Temperature Calibration and Validation
We have developed new calibrations of branched GDGTs to air temperature using our expanded set of 110 East African lake sediments. We have experimented with a number of different numerical methods for this calibration, from various linear and multiple regressions of different subsets of the branched GDGTs against temperature, to inference modeling approaches commonly used in paleoecology.

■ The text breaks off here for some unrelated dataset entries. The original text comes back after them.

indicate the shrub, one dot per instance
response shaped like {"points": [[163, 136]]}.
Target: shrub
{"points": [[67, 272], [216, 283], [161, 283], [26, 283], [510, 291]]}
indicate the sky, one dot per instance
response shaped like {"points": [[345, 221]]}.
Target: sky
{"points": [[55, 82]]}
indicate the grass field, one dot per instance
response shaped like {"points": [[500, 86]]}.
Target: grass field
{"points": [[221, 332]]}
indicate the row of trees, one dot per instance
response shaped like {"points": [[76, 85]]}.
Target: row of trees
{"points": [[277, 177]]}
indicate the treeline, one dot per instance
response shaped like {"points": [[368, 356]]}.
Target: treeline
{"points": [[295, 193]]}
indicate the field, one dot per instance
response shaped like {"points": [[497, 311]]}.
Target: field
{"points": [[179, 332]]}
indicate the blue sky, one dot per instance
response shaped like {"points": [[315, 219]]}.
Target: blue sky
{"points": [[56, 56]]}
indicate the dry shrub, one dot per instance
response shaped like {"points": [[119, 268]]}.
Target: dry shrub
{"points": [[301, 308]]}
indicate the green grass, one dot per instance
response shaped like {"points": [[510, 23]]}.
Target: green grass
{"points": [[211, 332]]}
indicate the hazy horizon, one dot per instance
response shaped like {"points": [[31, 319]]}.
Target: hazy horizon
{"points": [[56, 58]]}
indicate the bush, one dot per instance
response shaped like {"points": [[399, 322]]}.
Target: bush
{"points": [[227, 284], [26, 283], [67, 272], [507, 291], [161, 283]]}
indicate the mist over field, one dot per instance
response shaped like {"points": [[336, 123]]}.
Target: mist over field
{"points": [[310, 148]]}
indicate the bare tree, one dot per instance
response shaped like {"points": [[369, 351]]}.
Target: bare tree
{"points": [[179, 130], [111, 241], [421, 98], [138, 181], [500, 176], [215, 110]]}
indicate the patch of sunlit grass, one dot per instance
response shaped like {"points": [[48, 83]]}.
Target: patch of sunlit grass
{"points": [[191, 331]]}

The latter, and in particular the weighted averaging method (Birks, 1995), provide the most precise temperature calibrations, with low error of prediction and bias, and bootstrap correlation coefficients of 0.91 between observed and reconstructed temperatures.
We applied branched GDGTs to reconstruct temperature variations in the sediments of Sacred Lake, East Africa, during the past 30,000 years BP to develop the first quantitative temperature reconstruction from a small lake using branched GDGTs. We have found, using our new calibration, that the magnitude and patterns of temperature variations during the last glacial termination (~20-10 kyr BP) are similar to those established from nearby lakes and fossil groundwater deposits, providing strong support that our new method can be used for quantitative temperature reconstruction. This work is in preparation for publication.

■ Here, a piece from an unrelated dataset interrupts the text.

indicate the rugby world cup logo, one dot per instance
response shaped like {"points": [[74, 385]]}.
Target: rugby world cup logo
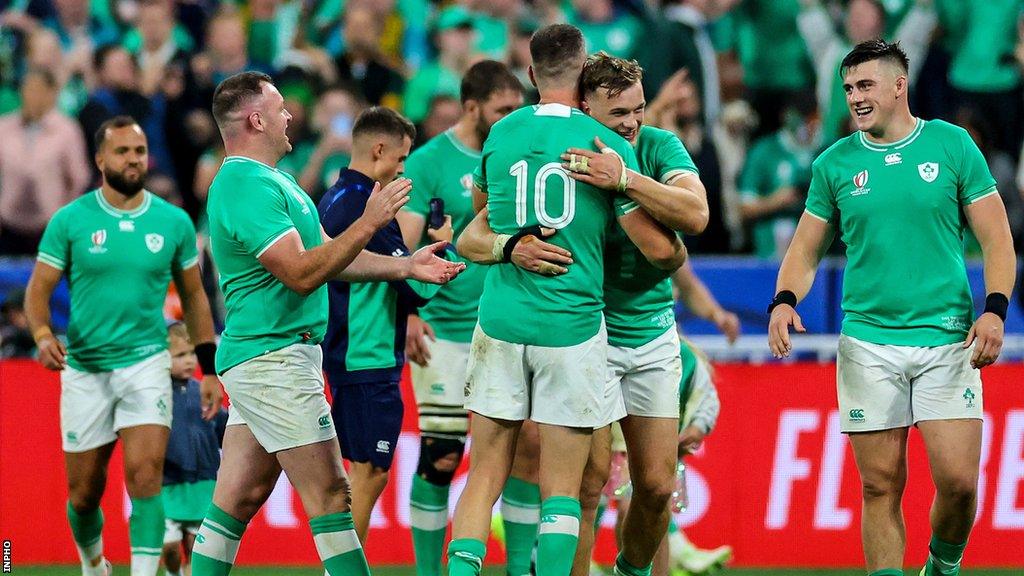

This award formed the basis for one thesis chapter Dr. Jessica Tierney, who earned a Ph.D. in May 2010 and is now a post-doc at Lamont-Doherty Earth Observatory. This award will form the basis for the majority of the Ph.D. of Shannon Loomis, who is starting her fourth year at Brown in 2011/2012 and has 1 paper published and three in preparation. The award also provided senior thesis opportunities to two Brown undergraduate students who completed their degrees in May, 2011.
Birks, H.J.B., 1995, Quantiative paleoenvironmental reconstruction, in Maddy, D., and Brew, J.S., eds., Statistical modeling of Quaternary Science Data: Cambridge, Cambridge Quaternary Research Association, p. 161-254.

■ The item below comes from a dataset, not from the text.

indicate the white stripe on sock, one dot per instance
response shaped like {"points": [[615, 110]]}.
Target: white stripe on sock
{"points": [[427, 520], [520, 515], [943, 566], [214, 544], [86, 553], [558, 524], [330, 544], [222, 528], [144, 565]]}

Loomis, S. E., Russell, J. M., Sinninghe Damsté, J. S., 2011. Distributions of branched GDGTs in soils and lake sediments from western Uganda: Implications for a lacustrine paleothermometer. Organic Geochemistry, doi:10.1016/j.orggeochem.2011.06.004
Tierney, J. E., Russell, J. M. Eggermont, H. E., Hopmans, E. C., Verschuren, D., Sinninghe Damsté, J S., 2010. Environmental controls on branched tetraether lipid distributions in tropical East African lake sediments. Geochimica et Cosmochimica Acta 74: 4902-4918.
Weijers, J.H., Schouten, S., van den Donker, J.C., Hopmans, E.C., and Sinninghe
Damste, J.S., 2007, Environmental controls on bacterial tetraether membrane lipid
distribution in soils: Geochimica et Cosmochimica Acta, v. 71, p. 703-713.